In 1972, the German military embarked on a program to replace its lightweight and air-dropped Kraka quadbikes used to move paratroopers after they hit the ground.

The result of this effort was the Wiesel, a cute, unusual tracked armored vehicle and a modern equivalent of the tankette, a type of tank which largely went out of fashion during World War II.

While the Wiesel still seems out of time, its design remained relevant and useful and the Bundeswehr had most recently deployed them to Afghanistan with its small troop contingent.

The German army first began receiving Wiesels in the late 1980s and retains at least 176 of them as of 2016. Sixty-four carry wire-guided TOW missiles, 87 pack 20-millimeter guns and another 16 are for reconnaissance duties. A final nine Wiesels are engineering vehicles, according to the International Institute for Strategic Studies.

OK — the Wiesel is not a tank.

The vehicle’s thin, steel armor won’t absorb much damage beyond rifles and light machine guns. But it can travel at a brisk 43 miles per hour, has a low profile and is much cooler — we’re referring to temperature here — than a tank, making it harder to spot with thermal imaging sensors.

The Wiesel 2 is a bit different from the first Wiesel, is a bit bigger with more armor and has a bigger engine among other features — and comes in ambulance, command, mortar and air-defense variants.

But both versions provide a valuable function by giving paratroopers and airmobile infantry a speedy and punchy ground vehicle, as the Wiesel is small and light enough to travel inside — or come slung underneath — a CH-53 Sea Stallion helicopter. While Germany envisioned the Wiesel as being dropped via parachute, several early failed experiments ended this as a viable option.

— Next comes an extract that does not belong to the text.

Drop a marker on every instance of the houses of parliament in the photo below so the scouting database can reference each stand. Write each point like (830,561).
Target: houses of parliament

A Wiesel, at right, with a 20-millimeter cannon. Bundeswehr photo

The Wiesel also has low ground pressure, allowing it to travel over terrain where tanks cannot go. Thus, a group of Wiesels can make excellent little ambushers with their TOW missiles, which can match a tank’s main cannon in terms of range. Day-and-night sights further enhance the Wiesel’s versatility.

As the Syrian Civil War has made alarmingly clear, TOWs and other similar anti-tank missiles can devastate modern tanks without active-protection systems — and even those cannot make a tank invulnerable to missiles.

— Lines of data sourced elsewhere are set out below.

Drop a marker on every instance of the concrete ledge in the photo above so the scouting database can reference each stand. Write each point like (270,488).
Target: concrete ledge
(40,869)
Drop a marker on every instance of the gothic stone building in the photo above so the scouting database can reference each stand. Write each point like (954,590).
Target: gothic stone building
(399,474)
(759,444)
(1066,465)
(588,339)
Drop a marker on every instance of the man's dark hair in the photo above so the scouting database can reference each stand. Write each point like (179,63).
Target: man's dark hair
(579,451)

The Wiesel might also be more than just a throwback but ahead of its time. The Bundeswehr converted a Wiesel into a robotic mine detector with a ground-penetrating radar, and the U.S. military bought seven Wiesels for testing unmanned ground vehicles.

More importantly, the United States has been thinking hard about the roles and relevancy of airborne infantry in the 21st century. A cheap, shoulder-fired missile can down a plane with dozens of paratroopers inside, pushing future drop zones farther away from an objective and leading to a much longer hike for slow-moving leg infantry.

Giving paratroopers wheels is one impetus behind the U.S. Army’s Combat Vehicle Modernization Strategy, which aims to develop a series of air-deployable armored vehicles with weapons extending to medium and large caliber cannons. There’s a conceptual look at this strategy in this December 2016 video from the Army’s Training and Doctrine Command.

Watch. And notice that it’s an implicit admission that airmobile troops don’t have the mobility — on the ground — and the firepower to meet today’s threats.

“The infantry [brigade combat team] lacks a lightweight combat vehicle that provides mobile protected firepower to enable freedom of movement and freedom of action, which are essential to expanding a lodgment and preventing enemy counterattack,” a September 2015 Army strategy paper explained.

The Stryker and Bradley are both too heavy to carry from a helicopter, but they could reinforce an airborne unit with lighter armored vehicles. This would still require the heavier vehicles to come into a war zone from sea or pre-positioned land bases.

One possibility is a future Army mini-tank or fighting vehicle similar to the British Scimitar and Scorpion families of light armored vehicles. The Germans were influenced by these vehicles when they designed the Wiesel.

If you wanted to shed more weight, make the future vehicle robotic. And maybe take a cue from the speedy, miniature Wiesel.